First World War Battle of Lone Pine, 1915
Background
The Gallipoli Campaign began in February 1915 with an Anglo-French naval assault on the Dardanelles, a narrow waterway on the Gallipoli Peninsula’s southern shore. The plan was to open the maritime route between the Eastern Mediterranean and Russia’s Black Sea ports while bringing the Ottoman capital, Constantinople, under fire and possibly forcing the enemy’s surrender. When the fleet failed with the loss of hundreds of sailors, senior Allied (British and French) commanders decided to send infantry ashore to seize the Gallipoli peninsula and open a passage for the navy. Among the units from Britain, France and their dominions detailed for the attack was the Australian and New Zealand Army Corps, the Anzacs.
Landing at Anzac Cove
On 25 April 1915, British troops went ashore around Cape Helles on the Gallipoli Peninsula’s southern tip, soon to be joined by the French who that morning launched a feint on the Dardanelles opposite shore at Kum Kale. Simultaneously Australians and New Zealanders landed at Ari Burnu, north of Helles, in an area soon to be known as Anzac. The Australians came ashore just before dawn and established a tenuous hold on the steep slopes above the beach. During the early days of the eight month long campaign, the Allies tried to break through the Ottoman defences while the Ottomans in turn tried to drive Allied troops into the sea. Neither side succeeded and the campaign settled into stalemate.
Lone Pine
In August 1915, the Allies launched a major offensive in an effort to break out of the Anzac area while British troops made new landings at Suvla Bay to the north. An Australian assault on the Turkish position at Lone Pine, at the southern end of the Anzac area, opened the offensive on 6 August. The attack was a diversion to keep Turkish reserves from the British at Suvla and from the main assault by Australians and New Zealanders against the Sari Bair ranges, the strategically important high ground to the north of Anzac that had been an objective on the day of the landing.
The Turkish position at Lone Pine was shelled in the lead up to the attack. At 4:30pm, an hour before the infantry attacked, the barrage intensified. When the officers’ whistles blew at 5:30pm the Australian’s assault wave emerged from the forward trenches and saps dug closer to the Ottoman line, and charged across no-man’s-land.
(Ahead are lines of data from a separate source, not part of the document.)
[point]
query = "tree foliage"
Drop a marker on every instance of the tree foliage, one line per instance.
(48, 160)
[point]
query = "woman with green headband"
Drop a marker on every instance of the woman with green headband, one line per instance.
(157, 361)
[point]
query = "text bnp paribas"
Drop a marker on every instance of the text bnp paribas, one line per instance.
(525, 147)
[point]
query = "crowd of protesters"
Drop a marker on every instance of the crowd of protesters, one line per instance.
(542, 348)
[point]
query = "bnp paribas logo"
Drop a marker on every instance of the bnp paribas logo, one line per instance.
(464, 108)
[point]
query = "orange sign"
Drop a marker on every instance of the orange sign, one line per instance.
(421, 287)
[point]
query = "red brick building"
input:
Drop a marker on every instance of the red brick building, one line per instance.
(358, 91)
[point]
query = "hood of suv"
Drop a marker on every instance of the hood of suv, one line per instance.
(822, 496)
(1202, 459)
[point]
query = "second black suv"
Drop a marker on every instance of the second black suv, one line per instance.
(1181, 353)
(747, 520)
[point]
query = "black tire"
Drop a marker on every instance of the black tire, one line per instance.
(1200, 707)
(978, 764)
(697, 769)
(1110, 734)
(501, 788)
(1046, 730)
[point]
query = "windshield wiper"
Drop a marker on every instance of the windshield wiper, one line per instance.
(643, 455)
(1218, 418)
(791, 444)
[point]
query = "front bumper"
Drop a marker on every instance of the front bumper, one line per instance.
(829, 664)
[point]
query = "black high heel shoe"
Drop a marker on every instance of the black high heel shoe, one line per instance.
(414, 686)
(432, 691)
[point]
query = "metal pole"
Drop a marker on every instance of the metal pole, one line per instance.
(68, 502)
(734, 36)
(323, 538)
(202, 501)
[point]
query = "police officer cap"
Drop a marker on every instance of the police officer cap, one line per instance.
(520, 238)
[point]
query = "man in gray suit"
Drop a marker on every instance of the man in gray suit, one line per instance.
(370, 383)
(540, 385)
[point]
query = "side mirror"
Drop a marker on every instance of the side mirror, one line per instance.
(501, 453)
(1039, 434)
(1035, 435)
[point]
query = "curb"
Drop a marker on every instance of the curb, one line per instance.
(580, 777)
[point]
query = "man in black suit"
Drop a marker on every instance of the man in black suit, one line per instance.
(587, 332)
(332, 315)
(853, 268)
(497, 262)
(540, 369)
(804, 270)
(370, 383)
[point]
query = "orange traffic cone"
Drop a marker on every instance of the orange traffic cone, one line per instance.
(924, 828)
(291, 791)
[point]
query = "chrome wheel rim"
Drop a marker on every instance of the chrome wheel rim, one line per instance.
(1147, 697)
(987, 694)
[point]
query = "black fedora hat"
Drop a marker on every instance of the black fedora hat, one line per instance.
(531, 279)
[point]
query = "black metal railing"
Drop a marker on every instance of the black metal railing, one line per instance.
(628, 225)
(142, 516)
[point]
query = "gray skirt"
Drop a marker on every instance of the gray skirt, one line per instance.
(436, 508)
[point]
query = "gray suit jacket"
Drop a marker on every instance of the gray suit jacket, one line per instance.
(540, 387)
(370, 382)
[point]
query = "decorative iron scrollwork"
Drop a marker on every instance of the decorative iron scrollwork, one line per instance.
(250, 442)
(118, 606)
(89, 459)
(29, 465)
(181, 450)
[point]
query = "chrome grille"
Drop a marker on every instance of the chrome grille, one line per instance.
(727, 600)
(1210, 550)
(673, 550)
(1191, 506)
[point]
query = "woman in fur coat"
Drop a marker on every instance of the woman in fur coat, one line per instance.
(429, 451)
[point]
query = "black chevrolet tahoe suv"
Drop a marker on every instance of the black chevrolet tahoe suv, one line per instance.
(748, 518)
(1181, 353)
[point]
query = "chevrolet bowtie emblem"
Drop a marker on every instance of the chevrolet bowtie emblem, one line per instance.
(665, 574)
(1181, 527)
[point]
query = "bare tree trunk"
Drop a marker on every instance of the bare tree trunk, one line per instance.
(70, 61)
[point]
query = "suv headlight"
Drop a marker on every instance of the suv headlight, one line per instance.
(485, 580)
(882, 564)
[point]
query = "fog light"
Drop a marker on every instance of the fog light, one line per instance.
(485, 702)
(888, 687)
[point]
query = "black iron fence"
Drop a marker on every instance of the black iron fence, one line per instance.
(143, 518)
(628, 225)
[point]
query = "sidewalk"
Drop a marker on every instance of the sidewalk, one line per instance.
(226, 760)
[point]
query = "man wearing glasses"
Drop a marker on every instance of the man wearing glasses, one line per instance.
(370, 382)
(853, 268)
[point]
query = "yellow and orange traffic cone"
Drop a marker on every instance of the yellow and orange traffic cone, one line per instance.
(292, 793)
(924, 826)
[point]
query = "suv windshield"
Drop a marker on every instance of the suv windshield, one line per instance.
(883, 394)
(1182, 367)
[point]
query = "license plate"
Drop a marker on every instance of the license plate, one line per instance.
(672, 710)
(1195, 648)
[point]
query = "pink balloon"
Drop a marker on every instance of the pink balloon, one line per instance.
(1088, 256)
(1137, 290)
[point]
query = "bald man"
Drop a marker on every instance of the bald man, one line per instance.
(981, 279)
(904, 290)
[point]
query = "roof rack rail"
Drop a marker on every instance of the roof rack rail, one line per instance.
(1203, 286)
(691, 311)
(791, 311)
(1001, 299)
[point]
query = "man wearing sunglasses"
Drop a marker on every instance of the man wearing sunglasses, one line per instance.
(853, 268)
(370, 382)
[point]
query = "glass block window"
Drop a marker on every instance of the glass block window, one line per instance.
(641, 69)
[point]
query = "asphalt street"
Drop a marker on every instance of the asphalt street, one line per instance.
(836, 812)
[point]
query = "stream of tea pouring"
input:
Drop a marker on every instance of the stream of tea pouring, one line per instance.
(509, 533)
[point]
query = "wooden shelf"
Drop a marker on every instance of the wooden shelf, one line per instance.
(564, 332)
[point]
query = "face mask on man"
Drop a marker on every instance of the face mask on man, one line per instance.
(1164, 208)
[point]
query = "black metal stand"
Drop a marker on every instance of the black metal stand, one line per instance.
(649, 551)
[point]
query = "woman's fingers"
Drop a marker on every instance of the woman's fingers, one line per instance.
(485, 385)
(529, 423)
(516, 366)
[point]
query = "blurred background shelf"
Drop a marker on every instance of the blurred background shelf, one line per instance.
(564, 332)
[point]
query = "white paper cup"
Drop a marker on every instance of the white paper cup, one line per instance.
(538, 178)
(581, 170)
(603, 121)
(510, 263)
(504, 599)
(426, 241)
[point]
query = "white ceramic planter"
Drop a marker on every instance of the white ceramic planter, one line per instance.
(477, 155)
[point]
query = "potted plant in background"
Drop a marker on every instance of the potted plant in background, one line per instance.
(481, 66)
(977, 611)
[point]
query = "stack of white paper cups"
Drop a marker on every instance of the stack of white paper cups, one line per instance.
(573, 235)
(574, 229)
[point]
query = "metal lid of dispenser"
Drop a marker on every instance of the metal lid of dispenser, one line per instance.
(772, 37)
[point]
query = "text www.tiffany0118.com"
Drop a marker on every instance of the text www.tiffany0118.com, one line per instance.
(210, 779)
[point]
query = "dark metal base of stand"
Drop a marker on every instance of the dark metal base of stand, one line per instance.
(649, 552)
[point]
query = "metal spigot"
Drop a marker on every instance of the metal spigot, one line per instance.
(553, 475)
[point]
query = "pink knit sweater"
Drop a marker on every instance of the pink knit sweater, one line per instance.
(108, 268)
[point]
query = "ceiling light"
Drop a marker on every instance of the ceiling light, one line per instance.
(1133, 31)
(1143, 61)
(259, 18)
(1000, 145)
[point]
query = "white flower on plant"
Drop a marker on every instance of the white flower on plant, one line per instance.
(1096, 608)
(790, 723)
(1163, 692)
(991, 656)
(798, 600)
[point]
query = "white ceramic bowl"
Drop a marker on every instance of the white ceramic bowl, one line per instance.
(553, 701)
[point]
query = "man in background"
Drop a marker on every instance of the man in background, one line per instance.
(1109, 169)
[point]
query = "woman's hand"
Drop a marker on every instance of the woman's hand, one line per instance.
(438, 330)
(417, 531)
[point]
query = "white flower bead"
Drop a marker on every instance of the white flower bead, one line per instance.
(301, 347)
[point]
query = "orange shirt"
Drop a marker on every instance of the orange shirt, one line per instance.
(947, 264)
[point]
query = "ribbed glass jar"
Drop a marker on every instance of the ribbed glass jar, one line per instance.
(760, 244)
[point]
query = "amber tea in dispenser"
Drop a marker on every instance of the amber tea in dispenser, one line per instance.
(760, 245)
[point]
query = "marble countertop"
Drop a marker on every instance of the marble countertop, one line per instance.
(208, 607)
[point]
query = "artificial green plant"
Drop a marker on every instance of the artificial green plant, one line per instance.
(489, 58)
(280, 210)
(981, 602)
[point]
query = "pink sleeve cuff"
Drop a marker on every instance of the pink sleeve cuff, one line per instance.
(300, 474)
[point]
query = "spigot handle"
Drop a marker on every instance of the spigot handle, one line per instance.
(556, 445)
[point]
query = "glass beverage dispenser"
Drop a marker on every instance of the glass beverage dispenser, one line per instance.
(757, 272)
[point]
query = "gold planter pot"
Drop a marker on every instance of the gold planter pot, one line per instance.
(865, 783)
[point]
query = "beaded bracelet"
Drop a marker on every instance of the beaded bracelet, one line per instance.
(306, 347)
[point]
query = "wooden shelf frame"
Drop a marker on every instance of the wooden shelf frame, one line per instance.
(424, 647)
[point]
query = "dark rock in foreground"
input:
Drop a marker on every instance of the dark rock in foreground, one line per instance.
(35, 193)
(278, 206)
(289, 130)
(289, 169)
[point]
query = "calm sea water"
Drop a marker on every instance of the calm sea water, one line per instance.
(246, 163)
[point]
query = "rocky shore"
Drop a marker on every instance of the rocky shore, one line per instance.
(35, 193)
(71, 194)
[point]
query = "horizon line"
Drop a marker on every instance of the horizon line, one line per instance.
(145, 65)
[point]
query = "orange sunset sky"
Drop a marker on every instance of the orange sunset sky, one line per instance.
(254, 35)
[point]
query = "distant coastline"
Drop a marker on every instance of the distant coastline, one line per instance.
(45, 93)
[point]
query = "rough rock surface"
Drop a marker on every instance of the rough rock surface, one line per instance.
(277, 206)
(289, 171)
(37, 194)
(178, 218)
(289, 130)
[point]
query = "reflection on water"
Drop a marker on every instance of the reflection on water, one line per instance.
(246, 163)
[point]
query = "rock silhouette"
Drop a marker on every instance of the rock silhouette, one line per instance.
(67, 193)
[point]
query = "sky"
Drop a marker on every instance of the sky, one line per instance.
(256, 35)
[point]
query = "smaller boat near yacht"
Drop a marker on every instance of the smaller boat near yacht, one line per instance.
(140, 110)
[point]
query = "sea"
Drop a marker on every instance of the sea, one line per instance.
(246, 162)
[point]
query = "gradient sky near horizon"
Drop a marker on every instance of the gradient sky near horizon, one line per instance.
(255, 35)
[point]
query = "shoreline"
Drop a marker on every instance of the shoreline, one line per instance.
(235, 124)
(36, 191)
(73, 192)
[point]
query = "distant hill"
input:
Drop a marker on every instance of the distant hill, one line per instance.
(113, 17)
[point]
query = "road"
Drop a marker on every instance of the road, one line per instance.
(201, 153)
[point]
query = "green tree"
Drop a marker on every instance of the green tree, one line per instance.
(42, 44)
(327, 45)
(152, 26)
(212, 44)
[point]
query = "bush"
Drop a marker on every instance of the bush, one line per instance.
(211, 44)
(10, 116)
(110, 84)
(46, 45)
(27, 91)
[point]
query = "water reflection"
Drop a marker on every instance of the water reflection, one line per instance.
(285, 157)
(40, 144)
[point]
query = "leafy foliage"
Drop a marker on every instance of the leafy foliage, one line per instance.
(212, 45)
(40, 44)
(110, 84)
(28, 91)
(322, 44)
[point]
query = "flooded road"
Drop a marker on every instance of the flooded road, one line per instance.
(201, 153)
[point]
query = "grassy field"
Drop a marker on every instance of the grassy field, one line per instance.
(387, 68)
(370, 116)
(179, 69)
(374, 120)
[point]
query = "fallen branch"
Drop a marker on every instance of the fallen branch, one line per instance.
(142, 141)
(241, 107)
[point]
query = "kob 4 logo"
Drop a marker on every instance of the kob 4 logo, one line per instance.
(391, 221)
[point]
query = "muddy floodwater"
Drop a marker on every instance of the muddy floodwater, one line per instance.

As they reached the Ottoman position, the Australians found the enemy were sheltered in log-covered trenches. Men began to congregate along this part of the line, some removing logs descending into the darkness below. Others continued to the next line of enemy trenches. All along the line the explosion of bombs and the sound of rifle and machine-gun fire marked the progress of intense fighting. The Ottoman defenders were quickly driven from their forward trenches, but over the following days launched a series of heavy counter-attacks. The battle was characterised by deadly close quarter fighting which, at Lone Pine, often meant bombing duels over sandbag barricades.
The main fighting lasted until the morning of 9 August, but bombing and sniping at Lone Pine continued until 12 August. Unable to regain the position, Ottoman forces withdrew leaving the battlefield to the Australians.
While Ottoman attention was diverted by the attack on Lone Pine, senior officers kept a careful eye on the progress of the Allied attacks to the north, where the August Offensive’s main objectives lay. The feint at Lone Pine succeeded in driving Ottoman troops from this position, but had little impact on the fighting elsewhere. The Allied offensive failed to achieve a breakthrough anywhere along the Anzac perimeter or at Suvla Bay.
By the end of August 1915, the British occupied a new slice of territory at Suvla, and the Anzac area was expanded, but Ottoman forces continued to occupy the important high ground and their positions on Gallipoli were never threatened again. The August Offensive was the last Allied attempt to achieve a breakout on Gallipoli. The campaign in the Anzac area continued until the evacuation on 20 December while fighting continued on Helles until it too was evacuated in January 1916.
Facts and figures
- The battle of Lone Pine was fought from 6–9 August 1915 as part of the Allies’ August Offensive on Gallipoli
- The attack was launched by the Australian 1st Brigade which was later reinforced by elements of the 2nd and 3rd Brigades
- More than 2,000 Australians were killed or wounded in the Battle for Lone Pine
- Estimates suggest that more than 6,900 Ottoman troops became casualties in the battle
- Lone Pine was at the southern end of the Anzac position on Gallipoli in an area where no-man’s-land was between 60 and 120 yards wide. Saps and trenches were secretly constructed closer to the Turkish position so infantry would have less distance to cross in the initial assault
- Seven Australians were awarded the Victoria Cross for their part in the fighting at Lone Pine, the highest number awarded for a single action in Australia’s wartime history.